AHMEDABAD — In a development that has rocked India's cybersecurity landscape, the Gujarat Anti-Terrorism Squad (ATS) has arrested Jasim Shahnawaz Ansari, an 18-year-old youth from Nadiad, for allegedly orchestrating over 50 cyberattacks on Indian government websites. The attacks reportedly intensified after India launched Operation Sindoor in May 2025—a military retaliation to a terror strike in Pahalgam.

According to officials, Ansari, along with other juveniles, formed a Telegram group called AnonSec, where they coordinated Distributed Denial of Service (DDoS) attacks using free tools sourced from platforms like GitHub and Termux. The targets included critical government domains in the defense, aviation, finance, and urban development sectors. In several cases, they posted anti-national messages such as, "India may have started it, but we will be the ones to finish it," on defaced websites.

Investigators said the group used YouTube tutorials and open-source software to learn Python programming and execute attacks. Ansari allegedly used tools like PyDroid to overwhelm government servers with digital traffic. The ATS believes the group learned to verify the success of their attacks using platforms like checkhost.net and then bragged about their exploits in online chat groups.

While many of the attacks were rudimentary in nature, the sheer volume and timing—coinciding with Operation Sindoor—raised red flags across intelligence agencies. The Gujarat ATS initiated surveillance and monitoring after picking up chatter on cyber-forums related to India's military activities and eventually zeroed in on the Telegram channels where attack blueprints were openly discussed.

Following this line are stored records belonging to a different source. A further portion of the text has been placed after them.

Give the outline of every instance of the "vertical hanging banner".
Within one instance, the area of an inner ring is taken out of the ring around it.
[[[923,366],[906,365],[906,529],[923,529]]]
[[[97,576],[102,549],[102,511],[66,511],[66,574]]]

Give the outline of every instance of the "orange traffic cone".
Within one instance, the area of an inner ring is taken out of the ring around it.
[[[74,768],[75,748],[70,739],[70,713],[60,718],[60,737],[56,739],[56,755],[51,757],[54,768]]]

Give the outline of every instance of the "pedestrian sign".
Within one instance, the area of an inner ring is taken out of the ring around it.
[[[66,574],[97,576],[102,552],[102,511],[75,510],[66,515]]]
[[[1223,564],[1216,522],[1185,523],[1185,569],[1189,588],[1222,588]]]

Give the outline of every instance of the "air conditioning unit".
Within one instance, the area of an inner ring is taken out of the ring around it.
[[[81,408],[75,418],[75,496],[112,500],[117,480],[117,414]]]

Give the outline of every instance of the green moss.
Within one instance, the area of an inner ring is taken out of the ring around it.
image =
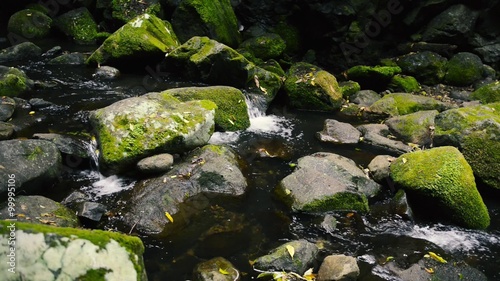
[[[309,212],[327,212],[334,210],[351,210],[366,213],[369,210],[368,199],[360,193],[339,192],[324,199],[317,199],[302,207]]]
[[[391,177],[409,194],[436,202],[431,208],[459,225],[484,229],[490,224],[472,169],[454,147],[403,154],[391,164]]]
[[[483,104],[500,101],[500,82],[496,81],[475,90],[472,99],[480,100]]]

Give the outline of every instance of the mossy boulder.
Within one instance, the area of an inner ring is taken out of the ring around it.
[[[435,85],[443,80],[447,62],[445,57],[430,51],[407,54],[396,60],[404,74],[425,85]]]
[[[368,197],[378,192],[354,161],[343,156],[318,152],[298,160],[296,170],[286,176],[275,194],[293,211],[368,212]]]
[[[189,87],[166,90],[166,93],[181,101],[210,100],[217,105],[215,128],[221,131],[245,130],[250,126],[245,95],[228,86]]]
[[[149,93],[93,111],[103,168],[123,172],[144,157],[206,144],[216,107],[207,100],[180,102],[166,93]]]
[[[444,111],[452,107],[453,105],[451,104],[435,100],[431,97],[408,93],[392,93],[374,102],[368,108],[368,112],[371,114],[398,116],[421,110]]]
[[[182,42],[193,36],[207,36],[233,48],[241,42],[230,0],[181,1],[172,15],[172,25]]]
[[[297,109],[338,110],[343,101],[335,76],[305,62],[292,65],[284,89],[290,105]]]
[[[85,7],[60,15],[54,25],[77,44],[94,44],[98,38],[109,35],[99,33],[94,18]]]
[[[46,14],[25,9],[16,12],[9,18],[7,30],[18,37],[25,39],[45,38],[50,33],[52,19]]]
[[[391,177],[407,192],[416,215],[430,215],[474,229],[485,229],[490,224],[472,169],[455,147],[403,154],[391,164]]]
[[[17,97],[31,90],[33,85],[24,71],[0,65],[0,96]]]
[[[469,86],[483,77],[483,62],[472,53],[458,53],[446,65],[444,83],[452,86]]]
[[[13,227],[14,225],[14,227]],[[16,237],[15,273],[4,262],[3,280],[146,281],[142,241],[121,233],[0,221],[0,254]]]
[[[279,58],[286,49],[286,43],[278,34],[266,33],[245,40],[239,47],[259,59],[268,60]]]
[[[388,88],[393,92],[415,93],[420,91],[420,84],[413,76],[394,75]]]
[[[247,88],[270,103],[281,76],[256,66],[234,49],[208,37],[193,37],[165,58],[167,70],[211,85]]]
[[[389,118],[385,124],[404,142],[429,147],[433,142],[434,118],[438,114],[437,110],[423,110]]]
[[[179,41],[170,23],[150,14],[140,15],[109,36],[87,59],[88,64],[130,66],[161,60]]]
[[[493,103],[500,101],[500,82],[495,81],[493,83],[484,85],[479,89],[472,92],[470,96],[474,100],[479,100],[483,104]]]
[[[401,73],[398,66],[367,66],[357,65],[347,70],[349,80],[354,80],[363,89],[382,91],[387,88],[394,75]]]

What has stunned investigators is not just the audacity of the attacks but the demographic behind them. Ansari, a class-12 science student who reportedly failed recent exams, is part of a growing group of minors involved in cyber subversion. ATS officials confirmed that at least one more 17-year-old juvenile is under the scanner.

The ATS is now probing whether these teenagers acted alone or were encouraged by foreign handlers. "There is a possibility of influence from external hostile entities. We are examining digital footprints to uncover any deeper affiliations," said a senior ATS official. FIRs have been filed under Sections 43 and 66F of the IT Act, pertaining to cyber terrorism.

As India faces an evolving threat matrix that includes both physical and digital fronts, the arrest of a teenager behind such coordinated cyberattacks raises troubling questions about national resilience, online radicalization, and the ease with which digital warfare can be weaponized by the young and angry.